L’episodio segna uno spartiacque nella storia d’Italia ispirando un ampio movimento di lotta alla mafia che coinvolge soprattutto i giovani.
Sul piano giudiziario nel 2008, grazie alle rivelazioni del pentito Gaspare Spatuzza, emergono le responsabilità del clan mafioso Brancaccio, dal quale lo stesso Spatuzza era stato incaricato di rubare la Fiat 126, imbottita di tritolo.
Parallelamente, un’altra indagine della Procura di Caltanissetta, relativa alla presunta trattativa Stato-Mafia, cerca di fare luce sui collegamenti tra questo filone e quello sulla strage di via D’Amelio, quest’ultima al centro di un quarto processo, avviato nel marzo del 2013.
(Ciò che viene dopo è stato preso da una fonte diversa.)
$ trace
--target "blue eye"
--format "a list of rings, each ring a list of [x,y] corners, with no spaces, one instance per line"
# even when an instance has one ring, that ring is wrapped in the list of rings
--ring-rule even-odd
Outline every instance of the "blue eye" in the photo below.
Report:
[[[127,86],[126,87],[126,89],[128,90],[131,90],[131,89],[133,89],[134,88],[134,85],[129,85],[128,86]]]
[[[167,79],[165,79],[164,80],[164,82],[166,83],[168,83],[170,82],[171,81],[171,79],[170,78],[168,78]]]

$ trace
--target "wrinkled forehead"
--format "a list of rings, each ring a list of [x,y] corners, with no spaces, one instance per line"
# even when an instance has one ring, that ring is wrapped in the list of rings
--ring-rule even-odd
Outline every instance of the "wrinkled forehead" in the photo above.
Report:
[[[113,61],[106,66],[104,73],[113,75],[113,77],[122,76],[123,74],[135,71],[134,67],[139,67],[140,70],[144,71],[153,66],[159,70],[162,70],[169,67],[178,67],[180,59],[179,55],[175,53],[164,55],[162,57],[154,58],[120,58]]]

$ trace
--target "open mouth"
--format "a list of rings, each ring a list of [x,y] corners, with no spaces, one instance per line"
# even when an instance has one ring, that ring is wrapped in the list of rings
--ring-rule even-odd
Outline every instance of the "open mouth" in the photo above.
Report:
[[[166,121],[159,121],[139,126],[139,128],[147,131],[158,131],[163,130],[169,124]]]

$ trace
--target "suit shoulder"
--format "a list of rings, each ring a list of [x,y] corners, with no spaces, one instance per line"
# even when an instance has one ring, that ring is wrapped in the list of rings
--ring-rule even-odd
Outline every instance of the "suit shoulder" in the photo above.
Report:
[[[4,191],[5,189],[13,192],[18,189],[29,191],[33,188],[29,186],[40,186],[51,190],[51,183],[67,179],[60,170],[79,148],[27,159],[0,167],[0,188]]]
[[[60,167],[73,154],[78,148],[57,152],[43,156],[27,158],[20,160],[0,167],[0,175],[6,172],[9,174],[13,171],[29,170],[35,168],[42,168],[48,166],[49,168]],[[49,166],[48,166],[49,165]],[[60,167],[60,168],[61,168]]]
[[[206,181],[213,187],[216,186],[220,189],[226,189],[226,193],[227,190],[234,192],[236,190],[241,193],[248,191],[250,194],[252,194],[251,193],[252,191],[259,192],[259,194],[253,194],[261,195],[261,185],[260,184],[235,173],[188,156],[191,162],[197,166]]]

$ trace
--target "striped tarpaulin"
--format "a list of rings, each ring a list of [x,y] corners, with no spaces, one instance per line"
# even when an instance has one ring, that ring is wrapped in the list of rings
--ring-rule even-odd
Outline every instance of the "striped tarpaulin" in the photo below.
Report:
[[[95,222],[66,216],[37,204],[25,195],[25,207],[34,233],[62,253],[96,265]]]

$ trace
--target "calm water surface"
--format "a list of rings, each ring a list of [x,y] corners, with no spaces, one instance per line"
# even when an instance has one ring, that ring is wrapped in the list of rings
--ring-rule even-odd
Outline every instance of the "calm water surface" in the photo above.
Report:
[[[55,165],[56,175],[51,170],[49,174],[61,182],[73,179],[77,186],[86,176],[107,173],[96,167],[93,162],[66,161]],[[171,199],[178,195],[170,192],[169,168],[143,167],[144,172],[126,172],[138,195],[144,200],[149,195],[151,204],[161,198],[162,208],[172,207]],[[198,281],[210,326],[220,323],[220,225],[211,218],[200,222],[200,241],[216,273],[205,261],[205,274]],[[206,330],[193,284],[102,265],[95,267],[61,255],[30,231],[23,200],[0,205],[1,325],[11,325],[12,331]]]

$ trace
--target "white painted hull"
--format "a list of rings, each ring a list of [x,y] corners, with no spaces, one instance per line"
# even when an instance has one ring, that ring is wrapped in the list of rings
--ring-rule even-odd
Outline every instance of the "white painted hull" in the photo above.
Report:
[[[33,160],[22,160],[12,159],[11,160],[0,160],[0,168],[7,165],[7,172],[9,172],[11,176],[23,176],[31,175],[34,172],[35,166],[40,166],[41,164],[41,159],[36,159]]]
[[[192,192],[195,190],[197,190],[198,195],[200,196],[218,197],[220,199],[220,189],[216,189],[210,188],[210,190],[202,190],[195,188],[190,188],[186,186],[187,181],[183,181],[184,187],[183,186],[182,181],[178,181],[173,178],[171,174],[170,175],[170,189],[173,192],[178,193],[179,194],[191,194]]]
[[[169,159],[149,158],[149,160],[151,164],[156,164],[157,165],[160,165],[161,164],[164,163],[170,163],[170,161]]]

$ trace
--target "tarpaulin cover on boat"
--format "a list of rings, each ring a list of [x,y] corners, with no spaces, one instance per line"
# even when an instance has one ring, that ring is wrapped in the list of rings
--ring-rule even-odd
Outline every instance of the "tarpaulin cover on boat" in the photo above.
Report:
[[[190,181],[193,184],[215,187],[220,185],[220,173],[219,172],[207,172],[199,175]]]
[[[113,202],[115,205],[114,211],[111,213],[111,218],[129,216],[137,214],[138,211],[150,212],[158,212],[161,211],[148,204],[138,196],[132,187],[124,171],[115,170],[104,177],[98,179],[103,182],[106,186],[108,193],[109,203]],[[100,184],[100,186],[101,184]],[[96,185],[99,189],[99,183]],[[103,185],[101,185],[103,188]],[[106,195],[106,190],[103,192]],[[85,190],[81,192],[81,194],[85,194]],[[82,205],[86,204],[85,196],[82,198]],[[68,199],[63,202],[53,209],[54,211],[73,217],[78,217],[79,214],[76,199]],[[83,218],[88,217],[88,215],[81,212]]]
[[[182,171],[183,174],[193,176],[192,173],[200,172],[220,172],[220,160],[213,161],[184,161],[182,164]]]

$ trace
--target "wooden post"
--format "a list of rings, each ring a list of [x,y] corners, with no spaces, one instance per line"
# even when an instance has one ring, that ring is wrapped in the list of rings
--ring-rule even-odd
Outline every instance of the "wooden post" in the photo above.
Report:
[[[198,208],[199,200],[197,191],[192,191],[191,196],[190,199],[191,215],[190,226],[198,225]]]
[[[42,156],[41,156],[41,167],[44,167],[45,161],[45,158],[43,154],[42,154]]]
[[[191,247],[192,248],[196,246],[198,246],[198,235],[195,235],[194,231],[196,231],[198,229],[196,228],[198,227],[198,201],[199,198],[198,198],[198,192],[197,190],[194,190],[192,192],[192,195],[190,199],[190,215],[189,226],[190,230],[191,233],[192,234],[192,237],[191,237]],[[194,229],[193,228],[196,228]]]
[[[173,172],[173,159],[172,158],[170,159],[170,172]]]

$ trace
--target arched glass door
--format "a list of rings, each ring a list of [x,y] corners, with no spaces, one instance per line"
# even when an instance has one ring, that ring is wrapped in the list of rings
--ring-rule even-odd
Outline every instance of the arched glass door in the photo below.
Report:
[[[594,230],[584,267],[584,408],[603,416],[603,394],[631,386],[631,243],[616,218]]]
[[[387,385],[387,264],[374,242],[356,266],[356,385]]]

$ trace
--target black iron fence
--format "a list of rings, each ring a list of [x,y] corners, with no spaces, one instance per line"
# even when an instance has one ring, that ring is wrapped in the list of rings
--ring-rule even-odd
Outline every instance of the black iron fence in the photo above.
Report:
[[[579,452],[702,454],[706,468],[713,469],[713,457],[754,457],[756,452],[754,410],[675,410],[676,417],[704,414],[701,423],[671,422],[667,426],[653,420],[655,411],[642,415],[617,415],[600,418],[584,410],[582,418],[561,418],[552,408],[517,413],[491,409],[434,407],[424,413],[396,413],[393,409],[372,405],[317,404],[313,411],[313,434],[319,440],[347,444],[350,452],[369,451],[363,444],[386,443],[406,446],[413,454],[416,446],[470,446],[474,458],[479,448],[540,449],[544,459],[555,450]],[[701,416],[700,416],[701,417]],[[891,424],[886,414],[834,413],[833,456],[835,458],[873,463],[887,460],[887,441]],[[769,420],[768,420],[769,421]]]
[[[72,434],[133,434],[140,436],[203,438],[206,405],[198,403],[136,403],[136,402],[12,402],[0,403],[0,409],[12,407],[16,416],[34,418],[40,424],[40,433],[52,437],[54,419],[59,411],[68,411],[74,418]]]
Per Franco Fasola Segretario responsabile dell’Ugl di Palermo e Filippo Virzì Portavoce dell’Ugldel capoluogo regionale:”Sono stati 27 anni di depistaggi e tradimenti, è una pagina oscura della vita di noi tutti perché noi tutti siamo stati colpiti, non bisogna mai spegnere i riflettori, che non sia una semplice commemorazione, che se ne parli sempre ogni giorno, così come ribadiva lo stesso Borsellino con le sue parole, parlate della mafia, parlatene alla radio, in televisione, sui giornali, però parlatene”.